Community Security drove by in one of their pretty blue cars. I knew the routine. They'd return in five minutes and if they found me in the car they'd come over to see if everything was all right. The last thing I wanted was for any of them to find me crying my eyes out and blubbering over the unfairness of life.
I climbed out of the car, jerked my camera bag and tripod out and slammed the door shut, silencing the nearby birds for a moment. By the time I reached the arbor entry to the neatly trimmed rose garden, I was determined to enjoy the walk despite it being morning, for God's sake. Everything remained wet from the night before. My stomach felt as if I'd eaten rocks for breakfast. My eyes hurt and I was still in a damn bad mood.
I saw no one else in the park as I stomped along the path, loud enough to startle the birds. I swatted at bugs and glared at one lone butterfly. Then I reached the fountain and the roses.
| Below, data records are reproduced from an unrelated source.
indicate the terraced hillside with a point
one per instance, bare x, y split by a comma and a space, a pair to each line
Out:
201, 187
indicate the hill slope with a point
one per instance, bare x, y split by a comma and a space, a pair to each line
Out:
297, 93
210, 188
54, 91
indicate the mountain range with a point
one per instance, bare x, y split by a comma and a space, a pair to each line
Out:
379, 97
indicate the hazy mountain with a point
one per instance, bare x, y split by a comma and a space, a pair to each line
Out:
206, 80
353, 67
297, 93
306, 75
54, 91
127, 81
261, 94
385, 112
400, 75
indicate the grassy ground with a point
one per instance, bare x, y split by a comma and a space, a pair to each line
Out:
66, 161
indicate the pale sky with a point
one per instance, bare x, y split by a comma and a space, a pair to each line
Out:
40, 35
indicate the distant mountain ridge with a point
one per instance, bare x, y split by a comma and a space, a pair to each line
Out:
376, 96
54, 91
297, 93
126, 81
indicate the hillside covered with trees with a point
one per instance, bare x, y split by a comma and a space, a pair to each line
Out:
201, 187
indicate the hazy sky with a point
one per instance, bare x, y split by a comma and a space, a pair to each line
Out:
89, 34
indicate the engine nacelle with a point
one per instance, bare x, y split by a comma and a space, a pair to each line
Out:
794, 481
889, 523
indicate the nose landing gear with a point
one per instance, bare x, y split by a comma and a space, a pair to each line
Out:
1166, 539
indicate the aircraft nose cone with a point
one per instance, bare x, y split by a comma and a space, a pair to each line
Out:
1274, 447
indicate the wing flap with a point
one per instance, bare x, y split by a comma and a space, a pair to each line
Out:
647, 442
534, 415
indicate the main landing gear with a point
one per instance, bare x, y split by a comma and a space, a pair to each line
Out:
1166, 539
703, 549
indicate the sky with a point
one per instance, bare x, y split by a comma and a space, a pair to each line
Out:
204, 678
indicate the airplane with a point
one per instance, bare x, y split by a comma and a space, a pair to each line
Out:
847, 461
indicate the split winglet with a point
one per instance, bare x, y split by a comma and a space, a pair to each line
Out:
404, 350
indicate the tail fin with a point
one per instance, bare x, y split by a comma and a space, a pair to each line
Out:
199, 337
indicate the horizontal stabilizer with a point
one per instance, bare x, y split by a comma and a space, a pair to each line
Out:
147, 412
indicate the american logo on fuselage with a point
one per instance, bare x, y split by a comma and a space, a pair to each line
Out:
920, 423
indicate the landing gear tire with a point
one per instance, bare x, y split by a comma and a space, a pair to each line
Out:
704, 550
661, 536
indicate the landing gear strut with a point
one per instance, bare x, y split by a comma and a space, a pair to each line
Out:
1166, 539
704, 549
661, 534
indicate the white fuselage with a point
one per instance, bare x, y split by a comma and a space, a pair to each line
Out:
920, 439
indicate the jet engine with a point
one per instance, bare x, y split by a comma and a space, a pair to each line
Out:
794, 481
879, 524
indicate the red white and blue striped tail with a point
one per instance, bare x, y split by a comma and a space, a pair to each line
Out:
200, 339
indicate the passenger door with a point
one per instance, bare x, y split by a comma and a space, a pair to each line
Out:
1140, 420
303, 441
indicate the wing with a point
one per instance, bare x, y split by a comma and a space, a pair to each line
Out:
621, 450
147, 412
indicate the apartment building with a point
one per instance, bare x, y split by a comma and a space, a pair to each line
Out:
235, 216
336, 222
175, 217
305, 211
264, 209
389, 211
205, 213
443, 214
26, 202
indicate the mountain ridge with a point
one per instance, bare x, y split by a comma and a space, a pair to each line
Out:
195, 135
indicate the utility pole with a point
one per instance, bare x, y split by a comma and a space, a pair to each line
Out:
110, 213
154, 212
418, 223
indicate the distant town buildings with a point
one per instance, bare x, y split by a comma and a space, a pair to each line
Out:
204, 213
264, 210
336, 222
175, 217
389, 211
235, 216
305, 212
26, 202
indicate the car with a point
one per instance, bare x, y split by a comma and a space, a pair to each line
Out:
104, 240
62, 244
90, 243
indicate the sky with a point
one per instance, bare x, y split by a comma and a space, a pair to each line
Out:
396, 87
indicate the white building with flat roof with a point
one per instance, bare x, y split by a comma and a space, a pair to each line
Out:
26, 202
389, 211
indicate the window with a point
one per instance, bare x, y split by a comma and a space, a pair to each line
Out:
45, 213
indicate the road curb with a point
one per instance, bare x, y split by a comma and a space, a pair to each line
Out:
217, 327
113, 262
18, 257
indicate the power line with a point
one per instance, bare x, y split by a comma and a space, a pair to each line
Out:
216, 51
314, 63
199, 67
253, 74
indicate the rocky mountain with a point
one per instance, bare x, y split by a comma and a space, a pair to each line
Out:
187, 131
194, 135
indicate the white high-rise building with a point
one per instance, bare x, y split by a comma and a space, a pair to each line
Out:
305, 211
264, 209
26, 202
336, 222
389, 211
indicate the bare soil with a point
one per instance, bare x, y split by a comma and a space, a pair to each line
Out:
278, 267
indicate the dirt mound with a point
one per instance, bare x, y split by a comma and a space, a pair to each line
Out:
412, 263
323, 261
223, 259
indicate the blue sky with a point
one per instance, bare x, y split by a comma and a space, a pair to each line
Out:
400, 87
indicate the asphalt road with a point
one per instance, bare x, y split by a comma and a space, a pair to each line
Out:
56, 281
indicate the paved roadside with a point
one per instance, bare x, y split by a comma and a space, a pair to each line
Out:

And hell, everything looked beautiful! Drops of water glittered on pastel rose petals, reminding me more of a painting than real life. I grabbed my camera, forgetting my bad mood, and shoved the batteries into place as quickly as I could. The light would shift at any moment and I'd lose this perfect opportunity. Everything would change in the next few minutes. Where was the polarizer?
The butterfly flew past, settling on the flowers. A lone hummingbird fluttered by and I spent nearly an hour trying photograph him. I realized the emotional overload I felt had eased. I could breathe without feeling half ill. I could think about going to work this afternoon, where Gian would be working too. I'd volunteered at the library a full month before he did.
Sometimes I thought, maybe . . . .
I never let the thought go very far. Gian and I remained friends, like we'd been most of our lives. Even if I had been ready for something more, now wasn't the time to trouble him. I kept my feelings to myself.
As I pulled out of the park, I decided to go past the Kimura house, though not because there wasn't another way. I didn't want to fear facing the house, let alone all the rest. I promised myself not to cry this time. There was nothing I could do to change what had happened. I had to accept the truth.
I pulled over and stared at the house. I thought about picking a cherry blossom or two and putting them away: a keepsake, to try and recall the better times. I was ready, too late, to forgive Mr. Kimura for something he'd had nothing to do with. I wanted, really, to let go of my own guilt.
I started to get out when a cab suddenly appeared at the corner and slowed, turning into the driveway. My heart began to pound too hard and I froze there, the door a hand's breadth open.
Akio got out of the cab. She stood with her head a bowed, a very small young woman with waist length black hair in a single braid, and wearing a black dress and sunglasses.
God, she hadn't changed at all. I stared, unable to breathe. She was, I realized, staring at me as well while the driver got out and pulled her suitcase from the trunk.
My mouth went dry and the palms of my hands grew damp. They slipped as I jerked the car door closed. I pushed my foot down on the gas pedal and barely avoided hitting the curb as I sped away.
And then I saw Missy Murphy sitting on the hood of her car, a half block away. She'd obviously been watching for Akio, probably to have more dirt to spread around town.
She'd seen me and my reaction. I hated her for it.
I drove home and went to my room and sat on my bed, waiting for time to pass, for things to get better.
I could hear the Calabrias outside, and soon I'd be at work with Gian. This wouldn't go away.